By Walt Leung
SAT or ACT? A few years ago, this question would have been predominantly one-sided. Most students would have taken the SAT, and most college admissions officers would have recommended it as well. However, as of the past few years, the ACT has started to rise in popularity, rivaling the SAT. This often complicates matters for students; nobody wants to potentially make the wrong choice when it comes to one of the most important tests in high school. Exacerbating this? The difference between the SAT and ACT is enormous, and studying together might mean disappointing scores for both.
Structurally, the ACT and SAT are completely different. The SAT is organized into small chunks; test takers perform small sections of reading, writing, and math at a time. On the other hand, the ACT is organized linearly; test takers complete an entire subject before moving on. As a result, sections in the ACT take 35 to 60 minutes each while sections in the SAT only take 10 to 25 minutes each.
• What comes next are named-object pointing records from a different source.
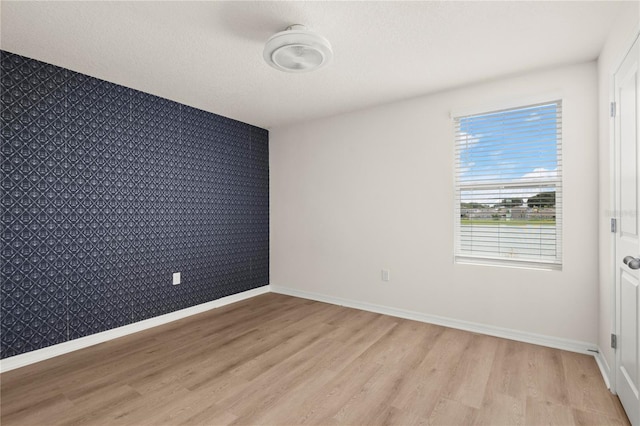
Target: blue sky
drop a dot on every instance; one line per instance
(510, 146)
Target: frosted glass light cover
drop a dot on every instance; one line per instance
(297, 50)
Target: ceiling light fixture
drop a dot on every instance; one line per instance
(297, 49)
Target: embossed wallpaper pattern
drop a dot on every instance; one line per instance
(106, 191)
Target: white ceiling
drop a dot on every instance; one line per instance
(209, 54)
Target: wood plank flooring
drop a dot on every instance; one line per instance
(279, 360)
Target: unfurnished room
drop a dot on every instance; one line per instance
(320, 213)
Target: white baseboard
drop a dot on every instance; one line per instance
(521, 336)
(93, 339)
(604, 368)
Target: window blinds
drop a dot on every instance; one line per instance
(508, 177)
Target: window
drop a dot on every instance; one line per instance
(508, 177)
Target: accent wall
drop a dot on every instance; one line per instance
(107, 191)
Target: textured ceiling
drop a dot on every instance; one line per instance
(209, 54)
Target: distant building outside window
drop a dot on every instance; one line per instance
(508, 186)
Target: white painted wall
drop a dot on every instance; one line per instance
(618, 42)
(373, 189)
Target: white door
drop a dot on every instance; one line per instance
(627, 96)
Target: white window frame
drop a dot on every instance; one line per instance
(459, 256)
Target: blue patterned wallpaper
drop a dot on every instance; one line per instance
(106, 191)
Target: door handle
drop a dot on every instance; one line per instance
(631, 262)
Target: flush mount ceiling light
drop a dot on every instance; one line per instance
(297, 49)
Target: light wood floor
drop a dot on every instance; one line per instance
(279, 360)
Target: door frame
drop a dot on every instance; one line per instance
(613, 206)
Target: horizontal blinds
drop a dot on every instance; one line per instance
(509, 184)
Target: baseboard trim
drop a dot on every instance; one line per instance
(604, 368)
(38, 355)
(521, 336)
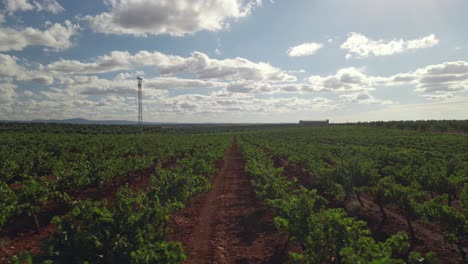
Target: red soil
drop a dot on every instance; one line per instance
(429, 237)
(22, 235)
(229, 224)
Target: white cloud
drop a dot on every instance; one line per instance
(9, 68)
(363, 98)
(305, 49)
(28, 93)
(439, 80)
(51, 6)
(360, 46)
(226, 69)
(57, 37)
(12, 6)
(198, 63)
(177, 18)
(344, 81)
(7, 91)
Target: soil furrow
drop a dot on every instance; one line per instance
(229, 224)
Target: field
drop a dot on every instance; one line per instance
(362, 193)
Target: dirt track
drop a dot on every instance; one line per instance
(228, 224)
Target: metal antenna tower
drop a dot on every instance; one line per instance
(140, 103)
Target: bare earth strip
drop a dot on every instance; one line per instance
(229, 224)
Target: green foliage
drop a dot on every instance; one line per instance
(132, 230)
(8, 203)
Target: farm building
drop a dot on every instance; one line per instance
(314, 122)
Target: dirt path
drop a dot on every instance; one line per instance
(228, 224)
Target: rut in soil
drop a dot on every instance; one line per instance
(229, 224)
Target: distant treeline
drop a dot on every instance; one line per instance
(421, 125)
(94, 129)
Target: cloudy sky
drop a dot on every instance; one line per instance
(234, 60)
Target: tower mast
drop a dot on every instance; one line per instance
(140, 103)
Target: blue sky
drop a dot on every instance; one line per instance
(234, 60)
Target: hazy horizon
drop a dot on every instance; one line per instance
(234, 61)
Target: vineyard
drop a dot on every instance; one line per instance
(337, 194)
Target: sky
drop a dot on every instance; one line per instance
(231, 61)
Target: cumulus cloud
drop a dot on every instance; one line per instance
(358, 45)
(9, 67)
(7, 91)
(198, 63)
(57, 37)
(51, 6)
(362, 98)
(177, 18)
(345, 80)
(305, 49)
(227, 69)
(439, 80)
Content-wise, many professionals denote the ACT as an achievement test, and the SAT an aptitude test. The ACT generally focuses on material covered in the classroom, which is why questions tend to be of harder difficulty, but relatively straight-forward. On the other hand, the SAT focuses on the reasoning aspect, with easier questions but tricky phrasing and more trap answers.
Furthermore, the ACT covers some advanced topics in mathematics, even going into trigonometry, while the SAT stops at Algebra II. The ACT also has a science section that the SAT lacks.
Score-wise, the ACT is scored on a scale of 1 to 36, with each section having a composite score that is averaged for the total. The SAT is scored on a scale of 600 to 2400, with each section having a composite score that is added to the total. Colleges tend to place more emphasis on the total score for the ACT, as opposed to the composite scores for the SAT. Therefore, students weak in one discipline but stronger in another are often recommended to choose the ACT over the SAT.
Ultimately, most advisors recommend students choose one test that best suits their test taking style and stick with it. However, the ACT has finally gained its respect in the standardized testing department and is no longer overshadowed by the SAT.